What’s the most important thing you can do to ensure that your cucumber crop is as large and healthy as possible? It’s simple — trellis your cuke vines. Because their leaves grow in layered mounds, trellised cukes photosynthesize more energy for fruit production. That’s just one of trellising’s perks; for more, we offer these tips on how to make a DIY trellis.


Why You Should Trellis

If you think building a DIY trellis isn’t worth the effort, consider these factors:

  • 1980s USDA and university research established that ‘Dasher’ and ‘Marketmore 76’ — two popular home-garden cuke cultivars — doubled to tripled their fruit production when trellised.
  • Trellised fruit is easier to spot, reducing the chance that it will stay on the vine to become overripe and bitter.
  • Trellising makes it easier to find and remove cuke pests, including cucumber beetles, squash bugs and aphids.
  • Trellising protects the fruit from soil-borne diseases.

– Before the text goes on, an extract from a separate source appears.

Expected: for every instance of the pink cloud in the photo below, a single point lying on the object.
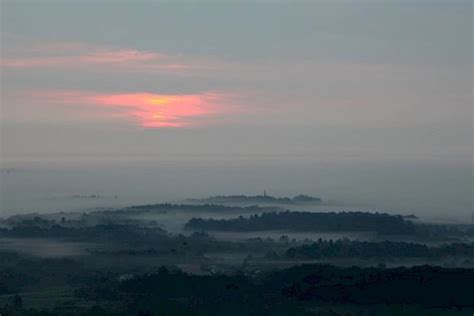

Expert gardener’s tip: Always build and install your trellises when the soil is soft from rain and before planting your cukes.

A Trellis So Simple A Kid Could Make It

Building this teepee trellis is as easy on the budget as it is on the builder. You’ll need:

  • Four bamboo poles, 6 feet long by 1.5 inches in diameter
  • A hammer
  • A heavy-duty rubber band
  • A spool of heavy garden twine
  • A measuring tape
  • A sturdy pair of scissors
  • A heavy towel

Building the Trellis

  1. Stand the bamboo poles upright with their tops gathered in one hand.
  2. With your free hand, slide the rubber band 2 inches down over the tops of the poles.
  3. Weave the rubber band through the tops of the poles until they are secure. Set the poles down.
  4. Measure and cut a 2-foot piece of twine.
  5. Weave the twine through and around the poles just beneath the rubber band. When they’re tightly bound, tie them off with a double bow.
  6. Slowly maneuver the poles apart until they form a teepee.
  7. Cushion the tops of the teepee with the heavy towel and hammer it into the ground so it’s straight and stable.
  8. Tie twine horizontally around the teepee at the 1-, 2-, 3- and 4-foot marks for extra support.

When your cukes are big enough, carefully wind their tendrils around the poles and lowest string. They’ll take it from there!